Step 3: Connect to the Jupyter server from your local computer

Once the job starts to run, the outputs will be generated to a file that we assigned in the sbatch file #SBATCH --output=<your_output_file_path>.

Open the file and see if any error shows up.

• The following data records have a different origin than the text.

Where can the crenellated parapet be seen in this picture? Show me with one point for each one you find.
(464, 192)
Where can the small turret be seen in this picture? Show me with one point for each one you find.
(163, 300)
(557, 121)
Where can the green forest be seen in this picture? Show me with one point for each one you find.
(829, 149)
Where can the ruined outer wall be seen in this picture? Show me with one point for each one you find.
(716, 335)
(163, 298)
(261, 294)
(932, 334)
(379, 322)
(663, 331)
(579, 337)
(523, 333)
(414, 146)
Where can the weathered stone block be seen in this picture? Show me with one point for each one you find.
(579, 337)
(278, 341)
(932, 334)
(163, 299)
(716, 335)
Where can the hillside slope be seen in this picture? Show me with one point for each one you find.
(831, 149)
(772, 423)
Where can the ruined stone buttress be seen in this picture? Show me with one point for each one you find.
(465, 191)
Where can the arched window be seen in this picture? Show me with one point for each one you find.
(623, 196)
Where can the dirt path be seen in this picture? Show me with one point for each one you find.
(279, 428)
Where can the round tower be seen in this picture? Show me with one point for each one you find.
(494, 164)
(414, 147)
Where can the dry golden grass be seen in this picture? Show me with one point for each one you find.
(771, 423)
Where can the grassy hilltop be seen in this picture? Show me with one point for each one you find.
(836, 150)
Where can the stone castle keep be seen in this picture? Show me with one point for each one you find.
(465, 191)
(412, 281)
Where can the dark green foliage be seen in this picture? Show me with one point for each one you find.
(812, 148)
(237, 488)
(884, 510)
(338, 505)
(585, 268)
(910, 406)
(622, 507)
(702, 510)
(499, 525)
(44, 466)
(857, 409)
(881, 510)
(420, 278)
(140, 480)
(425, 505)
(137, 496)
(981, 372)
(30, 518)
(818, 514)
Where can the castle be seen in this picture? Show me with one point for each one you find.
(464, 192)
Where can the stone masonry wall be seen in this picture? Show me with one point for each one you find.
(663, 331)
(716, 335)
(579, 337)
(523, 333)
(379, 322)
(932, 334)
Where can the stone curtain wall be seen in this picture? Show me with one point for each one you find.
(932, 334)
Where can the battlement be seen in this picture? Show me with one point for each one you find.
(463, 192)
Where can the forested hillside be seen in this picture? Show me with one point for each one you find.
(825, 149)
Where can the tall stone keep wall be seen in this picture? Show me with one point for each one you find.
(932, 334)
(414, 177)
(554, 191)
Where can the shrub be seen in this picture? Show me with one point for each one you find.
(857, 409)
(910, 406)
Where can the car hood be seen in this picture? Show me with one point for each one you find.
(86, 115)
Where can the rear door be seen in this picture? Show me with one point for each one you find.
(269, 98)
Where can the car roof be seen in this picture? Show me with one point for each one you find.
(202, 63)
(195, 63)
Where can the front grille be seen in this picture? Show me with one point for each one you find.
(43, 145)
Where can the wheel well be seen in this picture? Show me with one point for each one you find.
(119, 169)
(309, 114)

If not, the Jupyter server will start after installing all the packages, and show something like this:

[I 2023-04-21 05:09:11.659 ServerApp] Serving notebooks from local directory: /fp/homes01/u01/ec-<your_username>
[I 2023-04-21 05:09:11.659 ServerApp] Jupyter Server 2.5.0 is running at:
[I 2023-04-21 05:09:11.659 ServerApp] <http://gpu-1:8080/lab?token=40f6d00286cff03ace3b500adf24c4501af984bcaeaaa9de>
[I 2023-04-21 05:09:11.659 ServerApp]     <http://127.0.0.1:8080/lab?token=40f6d00286cff03ace3b500adf24c4501af984bcaeaaa9de>
[I 2023-04-21 05:09:11.659 ServerApp] Use Control-C to stop this server and shut down all kernels (twice to skip confirmation).
[W 2023-04-21 05:09:11.666 ServerApp] No web browser found: Error('could not locate runnable browser').
[C 2023-04-21 05:09:11.666 ServerApp] 
    
    To access the server, open this file in a browser:
        file:///fp/homes01/u01/ec-<your_username>/.local/share/jupyter/runtime/jpserver-280430-open.html
    Or copy and paste one of these URLs:
        <http://gpu-1:8080/lab?token=40f6d00286cff03ace3b500adf24c4501af984bcaeaaa9de>
        <http://127.0.0.1:8080/lab?token=40f6d00286cff03ace3b500adf24c4501af984bcaeaaa9de>

Notice the machine gpu-1, the port 8080, and the token.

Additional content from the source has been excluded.